I don’t know how we made it through the last 33 months without a presidential debate, but thankfully our nightmare is at long last over. In words a thought I would never utter, Fox News put on a spirited, lively and informative debate last night. At least the second group of moderators – Megyn Kelly, Chris Wallace and Bret Baier – did. More about the crew moderating the “kids’ table” debate later.
Although the chances of my voting for any of the 17 candidates in a general election are pretty low, here are some impressions from the two events:
- John Kasich surprised me with his grasp of issues, as well as for his empathetic views on those who are less fortunate and on same-sex marriage. He has run afoul of Republican orthodoxy for having the temerity to actually accept federal Medicaid dollars for low-income Ohioans, but explained it to voters who twice nominated a so-called “compassionate conservative” for the presidency.
- Marco Rubio also impressed me. He was articulate and knowledgeable. One thing that surprised me about him is how large his ears are – a feature that is not exactly an impediment to becoming President.
- Jeb Bush and Donald Trump were the least surprising candidates. Bush continues with his plodding style that is unlikely to get anyone excited. Trump, of course, gets lots of people excited – some for, some agin. He did candidly acknowledge that he gives a lot of money to candidates – including Democrats – because he expects something in return. He contributed to Hilary Clinton so she would come to his wedding!
- The moderators in the earlier debate – the “kids’ table” or the “happy hour” debate – were as bad as the later group was good. Martha MacCallum and Bill Hemmer appeared to be auditioning for promotions in the Roger Ailes/Fox News hierarchy. The underlying assumption to many of their questions was an acceptance of right-wing heterodoxy as reality. Should mosques be placed under surveillance? How do we stop government hand-outs? The second group, by contrast, asked specific policy-related questions, often tailored to a particular candidate’s previous positions.

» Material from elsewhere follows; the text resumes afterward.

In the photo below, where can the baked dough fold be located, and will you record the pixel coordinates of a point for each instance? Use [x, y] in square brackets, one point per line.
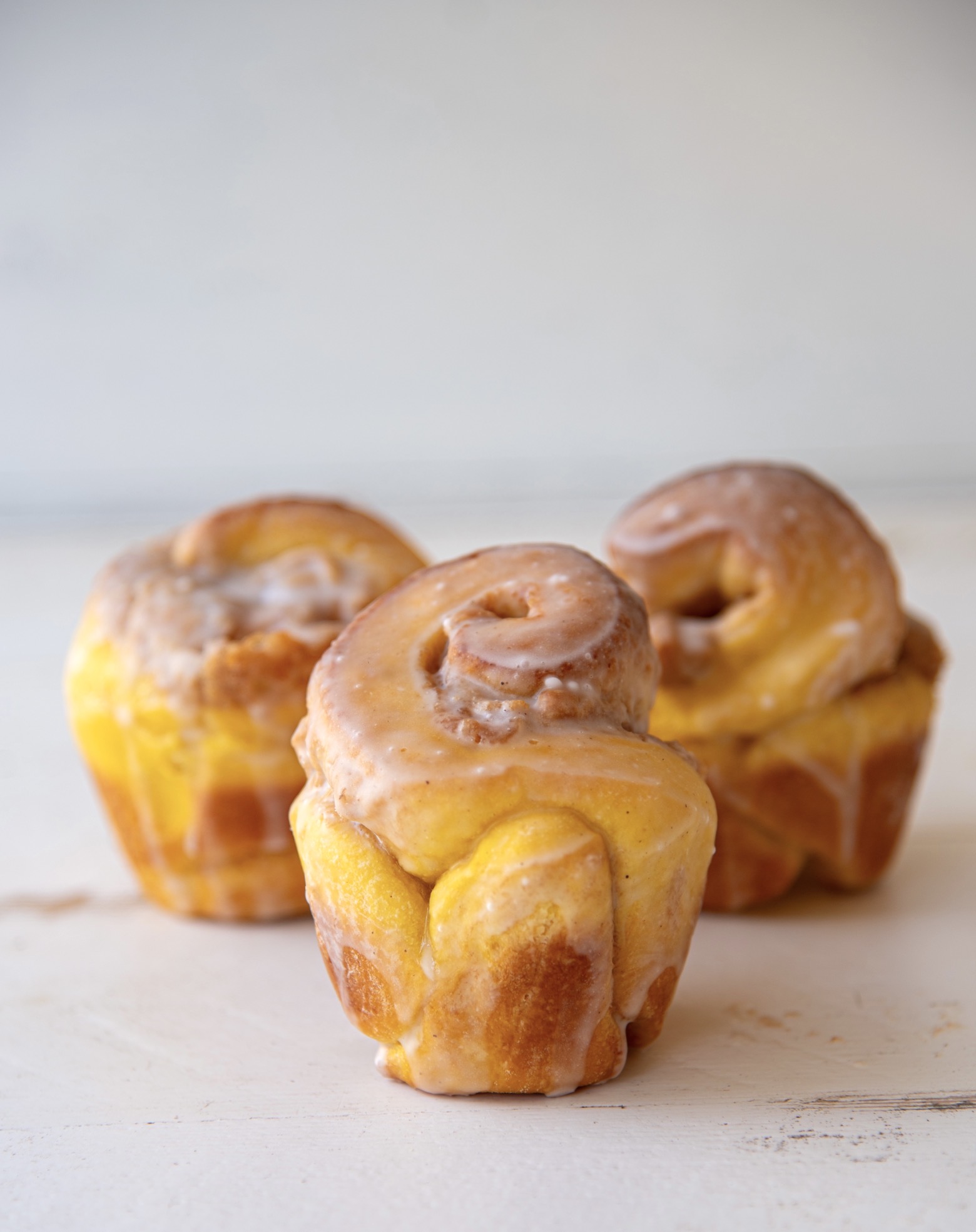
[188, 676]
[789, 669]
[504, 869]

- Lindsey Graham will take us back to war in Iraq with ground troops. Ben Carson – a doctor – will resume waterboarding because he is opposed to “politically correct wars.”

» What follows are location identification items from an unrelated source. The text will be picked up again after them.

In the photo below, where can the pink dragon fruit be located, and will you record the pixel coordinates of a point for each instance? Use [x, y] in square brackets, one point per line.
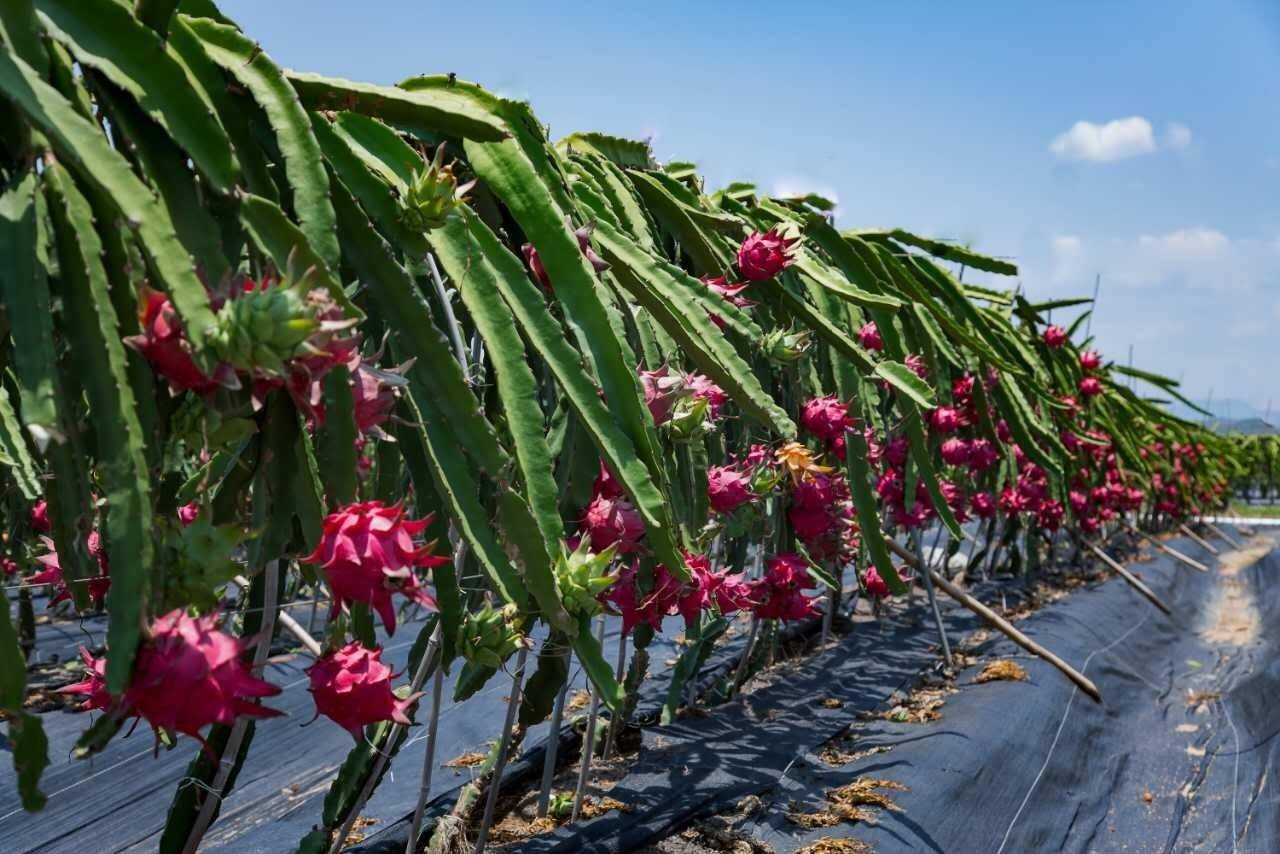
[53, 571]
[611, 521]
[352, 688]
[40, 517]
[661, 601]
[874, 584]
[366, 553]
[1055, 336]
[584, 243]
[955, 452]
[704, 389]
[188, 512]
[869, 337]
[167, 350]
[187, 676]
[763, 256]
[826, 418]
[946, 419]
[727, 488]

- Carly Fiorina was clearly the star of the early group.
- It is unclear why either Jim Gilmore or George Pataki is running. Neither adds anything not offered by another candidate, although you could say the same about at least another half-dozen. Both of the former governors stress they were in office on 9/11 – a dubious qualification at best, and reminiscent of how Rudy Giuliani was able to convert that into winning exactly one delegate.

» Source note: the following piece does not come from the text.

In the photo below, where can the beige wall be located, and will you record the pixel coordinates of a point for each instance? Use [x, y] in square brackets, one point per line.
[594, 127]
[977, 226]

- Rick Santorum remains capable of turning any issue back to abortion. In response to a question on same-sex marriage – a group that likely does not have many unwanted pregnancies – into his staunch record opposing a woman’s right to choose. Apparently, this was in case anyone does not already know that about him. Mike Huckabee topped that with a statement saying “scientists” have proven that human life begins at conception because of some muddled description of DNA testing.
In terms of actual policy positions, there is not much variability among the 17. All are opposed to funding Planned Parenthood, but with one exception opposed to abortion. (Pataki is the lone pro-choice candidate, and as one moderator pointed out, a pro-choice candidate has not won a Republican primary in the last 35 years.) All are opposed to the nuclear deal with Iran, although Fiorina seems to be the lone pragmatist acknowledging it was the best we are going to get. Immigration? You can probably guess. Obamacare? Please.
The most remarkable omission from the list of debate topics is a subject that should have been foremost – race relations. There was no mention of it during the first debate. In the second debate, there was a question to one candidate (Scott Walker) about “Black Lives Matter,” but nothing approaching a discussion. Then the last question of the more than three hours of debate was one about the state of race relations – to Ben Carson. There were, however, questions to several candidates about whether he had received a “word from God,’ that was then incongruously mixed in with a question about veterans. In fairness, however, the Democratic candidates have not exactly covered themselves with glory when the matter of race comes up.
All in all, however, I thought the second Fox crew did an excellent job in managing an unwieldy group of 10 candidates in the two hours (including commercials) allotted. We at least know more about each candidate than we did two days ago.